Pascal was developed about the same time as C, and there are important similarities between the two. Both were strongly influenced by Algol 60 and incorporate many of its essential features, including its block structure and type system, although the approach to type safety is quite different.

Original Pascal and straight C are both small procedural languages implementing structured programming concepts. Both have functionality for the dynamic allocation of memory and some form of pointer manipulation. However, they have a distinctly different appearance, with C being much more terse.

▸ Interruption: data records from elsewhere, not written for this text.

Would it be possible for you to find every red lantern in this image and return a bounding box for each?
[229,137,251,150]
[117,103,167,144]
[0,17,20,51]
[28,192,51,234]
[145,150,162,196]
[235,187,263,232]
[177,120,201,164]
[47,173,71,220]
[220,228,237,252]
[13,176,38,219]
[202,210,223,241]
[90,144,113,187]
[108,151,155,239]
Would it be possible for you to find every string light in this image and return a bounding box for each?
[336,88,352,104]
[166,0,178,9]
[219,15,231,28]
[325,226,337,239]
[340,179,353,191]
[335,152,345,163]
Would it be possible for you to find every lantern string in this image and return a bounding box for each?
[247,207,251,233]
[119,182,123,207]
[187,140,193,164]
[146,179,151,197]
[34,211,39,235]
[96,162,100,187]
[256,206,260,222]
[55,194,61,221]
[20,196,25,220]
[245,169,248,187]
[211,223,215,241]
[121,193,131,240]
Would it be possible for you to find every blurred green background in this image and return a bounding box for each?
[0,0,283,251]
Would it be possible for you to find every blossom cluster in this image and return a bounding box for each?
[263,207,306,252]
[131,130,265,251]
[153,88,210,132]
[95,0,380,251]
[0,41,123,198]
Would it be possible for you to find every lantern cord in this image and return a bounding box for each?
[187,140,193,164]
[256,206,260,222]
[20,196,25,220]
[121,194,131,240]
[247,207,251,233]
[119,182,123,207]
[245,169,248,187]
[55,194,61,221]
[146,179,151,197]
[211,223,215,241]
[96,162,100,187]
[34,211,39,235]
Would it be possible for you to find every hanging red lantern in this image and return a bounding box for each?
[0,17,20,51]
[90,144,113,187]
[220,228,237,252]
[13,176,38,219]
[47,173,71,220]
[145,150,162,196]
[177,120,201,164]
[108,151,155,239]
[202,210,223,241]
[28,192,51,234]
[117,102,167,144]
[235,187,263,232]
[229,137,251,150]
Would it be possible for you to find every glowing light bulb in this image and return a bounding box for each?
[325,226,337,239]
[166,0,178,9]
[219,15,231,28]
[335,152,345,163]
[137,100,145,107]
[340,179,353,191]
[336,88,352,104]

One difference that is a source of holy wars is Pascal's use of := for assignment, with = used for comparison. This contrasts with C's use of = for assignment and == for comparison. Because = effectively serves both purposes in mathematics, people often use that shorter symbol when the other one (either := in Pascal or == in C) is intended. The designers of C argued that assignment is much more common than comparison, so it should have the shorter symbol. Pascal supporters argue that accidentally making an assignment can be much more harmful than accidentally performing a comparison, which is certainly true if, as in C, an assignment is perfectly legal inside the test of an if statement.

This debate reflects the differences in design philosophy of the two languages. Pascal was designed, in part, as a teaching language. Error-prone constructs were carefully avoided, and an effort was made to make the syntax easy to understand. The authors of C placed more emphasis on brevity.

Unlike C, Pascal permits nested function definitions. In its original form, Pascal lacked a mechanism for separate compilation or for handling arrays with a size unknown at compile time, but for decades versions of the language have been used that had alleviated or eliminated these problems.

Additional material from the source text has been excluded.